I will be teaching an introductory analysis course in the coming semester. In it the students will learn about limits of real sequences, and then will learn about limits of functions in terms of sequences.

More precisely, we will say that $\lim_{x\to a+}f(x) = L$ if whenever $(x_n)$ converges to $a$ with $x_n>a$ for all $n$, we have $\lim_{n\to \infty} f(x_n) = L$. Likewise, we will say that $\lim_{x\to a-}f(x) = L$ if whenever $(x_n)$ converges to $a$ with $x_n< a$ for all $n$, we have $\lim_{n\to \infty} f(x_n) = L$. Then we say that $\lim_{x\to a} f(x) = L$ if both $\lim_{x\to a+}f(x) = L$ and $\lim_{x\to a-}f(x) = L$.

The students will have already seen the $\varepsilon$-$\delta$ definitions of limits of functions in their calculus course.
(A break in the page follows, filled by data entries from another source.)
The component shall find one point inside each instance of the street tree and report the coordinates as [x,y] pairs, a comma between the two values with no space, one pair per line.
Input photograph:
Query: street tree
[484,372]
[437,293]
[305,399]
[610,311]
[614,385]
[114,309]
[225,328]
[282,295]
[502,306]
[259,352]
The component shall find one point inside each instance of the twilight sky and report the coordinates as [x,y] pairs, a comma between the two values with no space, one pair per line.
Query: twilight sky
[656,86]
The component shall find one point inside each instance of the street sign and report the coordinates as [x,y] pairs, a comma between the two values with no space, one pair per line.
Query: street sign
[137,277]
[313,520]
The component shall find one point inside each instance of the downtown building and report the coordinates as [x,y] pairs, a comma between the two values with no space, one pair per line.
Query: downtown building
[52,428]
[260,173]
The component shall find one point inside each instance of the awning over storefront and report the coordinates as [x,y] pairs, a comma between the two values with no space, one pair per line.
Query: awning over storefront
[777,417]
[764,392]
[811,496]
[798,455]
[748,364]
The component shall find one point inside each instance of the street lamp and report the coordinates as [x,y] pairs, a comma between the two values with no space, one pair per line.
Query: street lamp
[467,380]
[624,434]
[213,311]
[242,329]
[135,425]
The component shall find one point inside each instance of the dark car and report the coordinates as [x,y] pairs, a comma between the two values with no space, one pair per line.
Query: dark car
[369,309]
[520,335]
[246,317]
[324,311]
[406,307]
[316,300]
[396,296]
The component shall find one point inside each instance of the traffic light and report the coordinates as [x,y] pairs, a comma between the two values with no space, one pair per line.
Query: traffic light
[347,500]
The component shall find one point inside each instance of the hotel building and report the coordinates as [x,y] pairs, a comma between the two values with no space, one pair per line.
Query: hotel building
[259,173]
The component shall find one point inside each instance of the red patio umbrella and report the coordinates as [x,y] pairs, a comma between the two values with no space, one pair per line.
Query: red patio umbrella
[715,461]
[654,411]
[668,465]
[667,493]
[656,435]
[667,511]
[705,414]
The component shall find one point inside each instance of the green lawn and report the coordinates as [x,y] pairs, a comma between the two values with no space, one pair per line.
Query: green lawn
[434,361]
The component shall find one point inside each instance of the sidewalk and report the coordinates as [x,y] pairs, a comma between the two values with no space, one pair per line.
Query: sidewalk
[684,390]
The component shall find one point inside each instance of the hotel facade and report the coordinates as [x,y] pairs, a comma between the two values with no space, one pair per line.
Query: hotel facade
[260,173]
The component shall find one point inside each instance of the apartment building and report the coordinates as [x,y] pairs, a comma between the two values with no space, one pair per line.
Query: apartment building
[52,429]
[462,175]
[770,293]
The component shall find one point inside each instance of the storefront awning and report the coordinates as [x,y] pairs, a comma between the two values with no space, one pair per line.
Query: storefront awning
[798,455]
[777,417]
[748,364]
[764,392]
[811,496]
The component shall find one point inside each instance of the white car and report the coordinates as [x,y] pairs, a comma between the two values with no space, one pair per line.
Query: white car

The question then is, how to properly motivate this second (equivalent) definition of limits of functions?

Are there any arguments which become significantly easier when using the sequence definition of limits of functions in place of the $\varepsilon$-$\delta$ definition? (These should be elementary enough to be understood by first year Mathematics undergraduates.)

For instance, I suppose that once one has the Algebra of Limits for sequences, one gets the Algebra of Limits for functions for free. But I'm not convinced that much is to be gained from doing things this way around.

*Edit:* Thanks for the answers and comments so far. It seems many people are in favour of teaching the sequence definition of limits alongside the $\varepsilon$-$\delta$ definition. I agree that it should be useful to be aware of both definitions. To be certain of this, however, I would still like to see an example of a proof which is simpler when using the sequence definition.